# A 4000$ budget for Lenses on 5D3... need suggestions



## maass (Apr 14, 2013)

Hello CR folks,

I recently bought a 5D3 and 50mm 1.8.This is my first investment and I am based out of India. 
I mostly shoot Low Light , Landscape , Street Photography and Slow Shutter captures. 

Before taking up 5D3 I had an experience of working with my colleague's Canon60D , 18-135(kits lens) ,70-200mm f4 and NikonD7000 50mm f1.4,70-200mm f4. 
I had some severe limitations while shooting Landscapes and didn't get enough experience on wide-angle shots :-[
I will be travelling to Ladakh,a landscape,rich cultured,wildlife Himalayan Range in the month of July and I am looking for suggestions to get some 'real' gear.
All I can say that this will be my starting point to get into some real action 

I can spend up to 4000$ on the Lenses.
Please share the gear details based on your own experience.

Regards
Hari

---------------------------------------------------------------

Update : 
Thanks for the suggestions Guys 
I decided on getting 24-70 2.8 and 70-200 2.8 

Hari

---------------------------------------------------------------


----------



## ChilledXpress (Apr 14, 2013)

Your about $9000 short of a 600mmL...


----------



## dirtcastle (Apr 14, 2013)

What focal range(s) do you need to cover? 

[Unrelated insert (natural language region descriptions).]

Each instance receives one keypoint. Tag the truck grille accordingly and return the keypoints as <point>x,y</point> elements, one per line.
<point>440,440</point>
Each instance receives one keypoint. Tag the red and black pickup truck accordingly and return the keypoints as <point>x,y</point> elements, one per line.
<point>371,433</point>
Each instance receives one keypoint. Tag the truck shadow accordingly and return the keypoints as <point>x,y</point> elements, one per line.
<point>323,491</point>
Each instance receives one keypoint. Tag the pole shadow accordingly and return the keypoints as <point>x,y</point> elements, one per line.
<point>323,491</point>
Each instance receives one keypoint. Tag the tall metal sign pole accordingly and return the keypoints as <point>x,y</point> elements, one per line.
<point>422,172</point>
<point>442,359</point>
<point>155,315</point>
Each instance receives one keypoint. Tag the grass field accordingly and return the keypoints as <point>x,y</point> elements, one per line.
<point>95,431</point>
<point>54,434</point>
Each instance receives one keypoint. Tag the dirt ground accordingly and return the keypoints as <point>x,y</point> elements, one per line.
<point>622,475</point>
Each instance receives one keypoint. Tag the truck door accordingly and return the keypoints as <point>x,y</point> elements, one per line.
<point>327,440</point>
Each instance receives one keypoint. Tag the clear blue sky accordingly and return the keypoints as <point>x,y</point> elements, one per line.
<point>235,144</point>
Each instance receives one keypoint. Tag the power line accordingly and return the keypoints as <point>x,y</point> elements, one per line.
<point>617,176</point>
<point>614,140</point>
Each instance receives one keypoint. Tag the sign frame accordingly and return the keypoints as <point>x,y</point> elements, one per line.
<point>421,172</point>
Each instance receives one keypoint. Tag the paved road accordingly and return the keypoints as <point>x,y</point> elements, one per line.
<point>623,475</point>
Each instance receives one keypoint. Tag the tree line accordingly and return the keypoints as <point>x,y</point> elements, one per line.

What is the widest you need to go?

What is the longest focal length you might need?

With your widest and longest focal lengths (plus any specialty needs like macro, tilt-shift), we will be able to give you a better answer. For example, if you don't need anything wider than 24mm, it would be a very different list than if you need to go as wide as 16mm/17mm.


----------



## Eli (Apr 14, 2013)

I'd suggest getting the 24-70 II, such a great general purpose lens that can be used for landscapes as well. Having one great lens whilst traveling is ideal, you don't want to be carrying around so much gear.
Then a general purpose lowlight prime like the sigma 35 f1.4.


----------



## ecka (Apr 14, 2013)

I don't know how you feel about it, but I like traveling light. I'd take only 2 primes and a tele zoom, but it is easier for me to choose, because I already know what focal length I prefer. Do you? If not, then maybe renting few L zooms could be a good idea. 16-35L, 24-105L and 100-400L should do well + that 50/1.8'II.
My dream UWA lens is TS-E 17L, so it would definitely be on the list (the only reason it's not, is because I don't have $4000 budget to spend ), but for traveling I'd grab the 24/1.4L, which is much more versatile and a better lens for the trip. 70-300L would be my tele-zoom choice for traveling and 40STM is great for hanging around my neck all day long (same as 50/1.8'II) . I love macro, so I would buy a macro lens (sigma 150 or canon 100L), but I would travel without it, I'd get an extension tube set instead (for my 40STM).
I know that many would suggest the standard 24-70L'II USM + 70-200L'II IS USM combo (which costs more than $4k). It is great, when it is wide enough, long enough and fast enough for the job, but I wouldn't travel with these two workhorses.


----------



## Zv (Apr 14, 2013)

16-35 f/2.8L II would be a good start though if weight is an issue maybe the 17-40 f/4L. I like the size and weight of the 17-40 and it's fairly wide enough to capture what I need (buildings, architechture, landscapes etc). 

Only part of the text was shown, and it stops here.